The country’s national tea production during the first eight months of 2011 saw a marginal decline of 0.08 percent to 220.9 kilos compared with the same period in 2010, mainly due to adverse weather conditions.
By end this year, total national tea output is expected to touch 335 million kilos, marginally up from the 331 million kilos recorded last year on the back of favorable weather conditions and attractive prices, the bank said in a pre-budget report.
High grown tea output grew only 1.7 percent while low grown was up 0.2 percent. Medium grown tea declined by 7.7 per cent during the period January to August 2011.
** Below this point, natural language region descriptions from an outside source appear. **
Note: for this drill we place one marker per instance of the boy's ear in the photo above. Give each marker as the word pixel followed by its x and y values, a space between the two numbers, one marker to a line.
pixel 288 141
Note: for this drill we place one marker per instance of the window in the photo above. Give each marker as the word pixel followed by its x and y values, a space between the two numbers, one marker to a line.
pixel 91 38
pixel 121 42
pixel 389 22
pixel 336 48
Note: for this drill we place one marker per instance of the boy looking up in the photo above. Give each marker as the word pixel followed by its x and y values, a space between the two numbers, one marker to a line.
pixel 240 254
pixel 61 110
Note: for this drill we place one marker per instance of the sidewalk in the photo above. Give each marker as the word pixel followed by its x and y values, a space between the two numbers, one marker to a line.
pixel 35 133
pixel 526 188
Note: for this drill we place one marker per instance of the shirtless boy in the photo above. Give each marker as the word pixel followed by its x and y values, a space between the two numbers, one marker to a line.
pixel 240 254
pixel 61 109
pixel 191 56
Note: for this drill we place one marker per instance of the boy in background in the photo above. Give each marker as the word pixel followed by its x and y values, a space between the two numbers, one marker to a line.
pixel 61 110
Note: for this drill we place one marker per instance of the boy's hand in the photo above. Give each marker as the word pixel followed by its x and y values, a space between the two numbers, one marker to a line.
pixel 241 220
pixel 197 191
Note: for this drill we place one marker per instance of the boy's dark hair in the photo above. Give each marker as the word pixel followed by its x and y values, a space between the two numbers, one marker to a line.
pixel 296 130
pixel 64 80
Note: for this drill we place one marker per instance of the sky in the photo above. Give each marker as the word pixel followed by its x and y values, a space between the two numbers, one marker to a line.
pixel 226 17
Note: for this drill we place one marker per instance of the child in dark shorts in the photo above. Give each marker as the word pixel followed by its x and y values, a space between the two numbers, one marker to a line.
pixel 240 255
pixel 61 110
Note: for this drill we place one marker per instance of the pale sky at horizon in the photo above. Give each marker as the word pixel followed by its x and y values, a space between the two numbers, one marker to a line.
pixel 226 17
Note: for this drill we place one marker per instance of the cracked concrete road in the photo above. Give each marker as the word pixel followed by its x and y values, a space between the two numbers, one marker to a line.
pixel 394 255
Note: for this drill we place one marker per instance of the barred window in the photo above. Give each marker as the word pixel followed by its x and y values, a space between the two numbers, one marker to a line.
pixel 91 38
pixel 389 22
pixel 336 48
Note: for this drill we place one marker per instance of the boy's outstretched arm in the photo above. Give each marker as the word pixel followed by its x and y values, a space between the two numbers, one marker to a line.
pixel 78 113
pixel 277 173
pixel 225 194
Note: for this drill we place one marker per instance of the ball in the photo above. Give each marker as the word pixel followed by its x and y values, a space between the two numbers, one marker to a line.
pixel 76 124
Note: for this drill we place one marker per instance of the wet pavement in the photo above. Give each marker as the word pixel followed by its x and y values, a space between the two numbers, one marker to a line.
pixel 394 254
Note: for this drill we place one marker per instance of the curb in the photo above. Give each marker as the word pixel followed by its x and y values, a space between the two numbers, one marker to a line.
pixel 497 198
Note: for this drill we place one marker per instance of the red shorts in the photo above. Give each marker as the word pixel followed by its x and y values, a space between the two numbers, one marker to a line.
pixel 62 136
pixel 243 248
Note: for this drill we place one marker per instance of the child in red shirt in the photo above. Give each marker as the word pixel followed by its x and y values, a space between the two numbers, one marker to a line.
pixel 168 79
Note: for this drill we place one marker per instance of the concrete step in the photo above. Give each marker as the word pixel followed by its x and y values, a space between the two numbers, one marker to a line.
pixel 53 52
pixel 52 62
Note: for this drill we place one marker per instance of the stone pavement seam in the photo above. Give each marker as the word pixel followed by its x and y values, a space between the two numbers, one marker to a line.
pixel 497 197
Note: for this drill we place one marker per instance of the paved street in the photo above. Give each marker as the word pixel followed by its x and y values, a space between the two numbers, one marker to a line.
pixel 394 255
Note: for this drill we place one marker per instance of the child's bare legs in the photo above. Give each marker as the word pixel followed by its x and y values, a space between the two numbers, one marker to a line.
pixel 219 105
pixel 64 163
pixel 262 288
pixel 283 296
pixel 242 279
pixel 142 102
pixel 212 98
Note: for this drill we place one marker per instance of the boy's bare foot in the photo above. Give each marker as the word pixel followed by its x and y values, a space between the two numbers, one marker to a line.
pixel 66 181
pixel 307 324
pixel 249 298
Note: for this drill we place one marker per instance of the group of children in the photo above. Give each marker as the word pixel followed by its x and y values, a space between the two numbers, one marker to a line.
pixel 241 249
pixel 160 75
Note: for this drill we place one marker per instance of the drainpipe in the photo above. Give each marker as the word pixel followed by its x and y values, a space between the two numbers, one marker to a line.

However, the report noted that ‘Wage increases, cash flow difficulties of tea exporters due to the delay in realization of export proceeds from Iran on account of UN sanctions and rising shipping cost to Sri Lanka’s major tea trading nations in the Middle Eastern and North African regions remain challenges for the tea industry.’
The report cited issues such as political turmoil in the Middle East, the island’s largest tea importing region and North African countries and the likely slowdown in global consumption as challenges to the industry.
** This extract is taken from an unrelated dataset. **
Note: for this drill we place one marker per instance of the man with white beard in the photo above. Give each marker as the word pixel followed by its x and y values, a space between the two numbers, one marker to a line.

Sri Lanka ships nearly 52 percent of its 300 million kilos of annual tea produce to the Mid East in both bulk and value added form.
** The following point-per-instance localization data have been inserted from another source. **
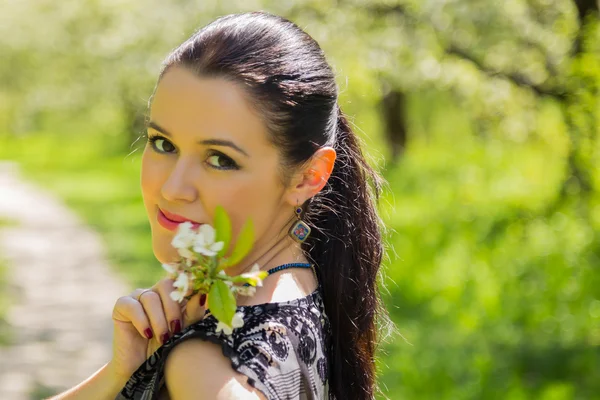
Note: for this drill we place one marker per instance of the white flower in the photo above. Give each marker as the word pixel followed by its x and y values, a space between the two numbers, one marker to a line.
pixel 170 268
pixel 204 242
pixel 255 275
pixel 184 237
pixel 237 322
pixel 177 296
pixel 246 290
pixel 224 275
pixel 182 284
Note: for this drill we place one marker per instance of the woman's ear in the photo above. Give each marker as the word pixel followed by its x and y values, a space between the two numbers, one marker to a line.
pixel 313 177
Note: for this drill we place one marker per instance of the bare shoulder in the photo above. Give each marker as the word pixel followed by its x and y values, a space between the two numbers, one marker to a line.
pixel 197 369
pixel 283 286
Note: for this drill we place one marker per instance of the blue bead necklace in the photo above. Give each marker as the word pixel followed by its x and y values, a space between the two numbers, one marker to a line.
pixel 286 266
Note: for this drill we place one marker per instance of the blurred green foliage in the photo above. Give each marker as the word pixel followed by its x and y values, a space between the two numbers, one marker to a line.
pixel 494 202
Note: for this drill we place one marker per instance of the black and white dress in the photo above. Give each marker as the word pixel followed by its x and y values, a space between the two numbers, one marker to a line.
pixel 282 348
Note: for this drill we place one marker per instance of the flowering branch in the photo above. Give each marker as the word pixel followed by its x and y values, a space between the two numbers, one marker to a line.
pixel 201 268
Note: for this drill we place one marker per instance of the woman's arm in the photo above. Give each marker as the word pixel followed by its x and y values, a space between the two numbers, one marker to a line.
pixel 197 370
pixel 101 385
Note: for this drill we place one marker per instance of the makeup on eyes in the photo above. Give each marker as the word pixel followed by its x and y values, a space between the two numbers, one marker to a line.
pixel 232 165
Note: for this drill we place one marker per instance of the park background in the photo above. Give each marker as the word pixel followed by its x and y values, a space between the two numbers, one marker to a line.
pixel 482 115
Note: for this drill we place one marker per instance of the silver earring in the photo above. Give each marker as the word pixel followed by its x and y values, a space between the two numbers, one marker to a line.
pixel 300 230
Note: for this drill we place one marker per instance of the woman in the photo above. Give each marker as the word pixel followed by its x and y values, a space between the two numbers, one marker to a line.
pixel 245 115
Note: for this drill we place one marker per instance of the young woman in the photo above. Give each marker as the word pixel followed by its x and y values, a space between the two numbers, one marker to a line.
pixel 245 115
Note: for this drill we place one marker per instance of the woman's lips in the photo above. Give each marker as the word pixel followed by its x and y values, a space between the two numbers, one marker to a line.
pixel 170 224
The industry raked in nearly USD 1.5 billion in exports last year making it the third largest foreign exchange earner to the island.
‘Therefore, in addition to efforts to increase yield, it is equally important to further promote Sri Lankan tea in both traditional and non-traditional export markets,’ it said.
The expansion of the fertilizer support program to cover the estate sector and higher tea prices at the Colombo Tea Auction (CTA), especially in the first quarter, helped to maintain production levels despite adverse weather conditions during this period, the central bank said.
However prices at the Colombo auction, the largest tea auction in the world decelerated from the second quarter of 2011 with the trend continuing in the third quarter.
The average tea price of CTA during the first nine months of 2011 also declined to Rs. 363.00 per kg from Rs. 369.00 per kg in the corresponding period of 2010.
Improved world tea production from the second quarter of 2011 added to the decline.
The State budget for 2012, presented to parliament yesterday noted that if local plantations are to increase their yield a minimum two percent new plantation needs to be maintained.
The President promised a two percent subsidy increment to tea smallholders for re-plantation from Rs 250,000 to Rs 300,000. Subsidies for new plantations will be increased from Rs 50,000 to Rs 150,000.
‘I also propose to introduce a concessionary loan scheme at eight percent annual interest, repayable in 7 years, to assist plantation companies to plant and re-plant,’ the President said.
The government is also to take back 37,000 acres of unused land from regional plantations companies and distribute among small holders on rent for 30 years at the rate of two acres each.
President said the government had done surveys of plantations and identified the land that had been lying unused since the estates were privatized in 1992 with the land leased and estate management given to regional plantations corporations.
The small farmers will also be given low cost loans to develop the land along with plants and fertilizer.